I'd gotten corn at the market for so long, without a problem, but sometimes you get so comfortable you forget to check each ear. They'd been packed into a bag of 5. One ear had about 2 tablespoons of corn. The lesson--although it looks like you're being picky, it's probably a good thing to feel your corn and peel a bit back to see if the kernels go to the top, otherwise you could end up with this. It was sweet but it looks as if someone already ate it.
|What happened to this corn?|
I passed up garlic at the market in Seattle because I'd gotten plenty in Oregon. I always wish I would have gotten more when I get home and see Washington garlic prices.

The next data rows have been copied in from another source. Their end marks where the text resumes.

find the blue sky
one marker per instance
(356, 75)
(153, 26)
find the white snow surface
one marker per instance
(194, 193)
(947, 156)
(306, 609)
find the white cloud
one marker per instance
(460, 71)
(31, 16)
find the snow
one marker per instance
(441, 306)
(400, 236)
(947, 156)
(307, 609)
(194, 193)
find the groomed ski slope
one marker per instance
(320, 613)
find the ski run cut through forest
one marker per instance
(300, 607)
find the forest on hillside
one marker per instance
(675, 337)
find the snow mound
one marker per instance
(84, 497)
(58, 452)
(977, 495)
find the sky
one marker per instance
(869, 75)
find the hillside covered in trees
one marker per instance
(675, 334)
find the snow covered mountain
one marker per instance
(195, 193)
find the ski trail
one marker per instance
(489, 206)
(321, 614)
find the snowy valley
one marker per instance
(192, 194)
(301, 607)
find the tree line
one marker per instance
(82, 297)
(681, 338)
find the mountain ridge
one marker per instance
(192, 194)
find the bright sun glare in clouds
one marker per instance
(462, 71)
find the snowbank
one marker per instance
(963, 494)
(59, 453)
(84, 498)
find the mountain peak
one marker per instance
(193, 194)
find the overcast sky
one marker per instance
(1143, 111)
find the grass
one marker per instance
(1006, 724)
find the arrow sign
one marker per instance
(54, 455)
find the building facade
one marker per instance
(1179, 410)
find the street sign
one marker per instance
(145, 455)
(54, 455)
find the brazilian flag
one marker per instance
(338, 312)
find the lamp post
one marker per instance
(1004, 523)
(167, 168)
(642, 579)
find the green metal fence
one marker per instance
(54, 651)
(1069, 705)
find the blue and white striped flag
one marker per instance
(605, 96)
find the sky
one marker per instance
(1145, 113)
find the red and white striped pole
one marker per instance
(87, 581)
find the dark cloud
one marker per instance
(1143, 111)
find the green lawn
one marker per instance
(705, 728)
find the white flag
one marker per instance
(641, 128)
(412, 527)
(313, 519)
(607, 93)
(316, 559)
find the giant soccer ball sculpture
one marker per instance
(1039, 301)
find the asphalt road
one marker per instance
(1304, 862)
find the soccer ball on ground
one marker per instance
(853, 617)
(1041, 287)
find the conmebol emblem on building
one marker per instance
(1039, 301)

One farm vendor at the market wanted $18.00 a pound for it. Yikes--it's a garlic bubble.
|Garlic and grey shallots|
I wanted to add everything I could to this vegetable soup. I had some purple carrots I'd gotten from Gathering Together Farm in Oregon.
Jo Robinson in Eating on the Wild Side says purple carrots are a rich source of anthocyanins that have more antioxidant activity and potentially more health benefits than orange carrots.
Robinson also says hunter-gathers consumed far more phytonutrient-rich food than we do today.
And my Cooking Assistant couldn't agree more. We need more phytonutrients in our diet.
|I'm colorblind and go by scent. If smells like a carrot, it must be a carrot.|
Contrary to popular belief, one does not need a reason to enjoy soup in summer. This one is amazingly refreshing during the dog days of summer.
Vegetable Soup with Soldier Beans and Corn
I used half of a giant zucchini for this, and ended up with nearly 4 cups! It's one way to use up the bumper crop of summer squash.
1 tablespoon canola oil
1sweet onion, diced
1 red pepper, diced
1 large zucchini, diced
1 small eggplant, sliced
4 purple carrots, sliced
3 to 4 clovs garlic, pressed
1 cup soldier beans or white beans, rinsed, soaked for 8 hours and drained
28-ounce can fire-roased whole tomatoes
28-ounce can water
1 cup shiitake mushrooms
1 cup sliced green beans
1 cup corn or use corn from one full ear
1 cup chopped kale
1 avocado, diced
Heat a heavy skillet over medium heat. Add oil, onions and red pepper. Stir and cook until vegetables are soft. Add zucchini and eggplant. Continue stirring and cooking. Add carrots and garlic. Stir in soaked beans when vegetables are all soft.
Transfer to soup pot and add tomatoes and water. Bring to a boil. Reduce heat and simmer for one hour or until beans are tender. While beans cook, dry fry mushrooms. Once they are soft, add a little oil and stir in green beans, corn and kale. Continue to simmer until vegetables and beans are soft.
Top with avocado chunks.
Note: I made most of this soup in a pressure cooker. I set it for 10 minutes, but I should have set it for 12.
The purple carrots are only purple on the outside. In soup they're so beautiful. These are the vegetables, sauteing, before they went into the soup.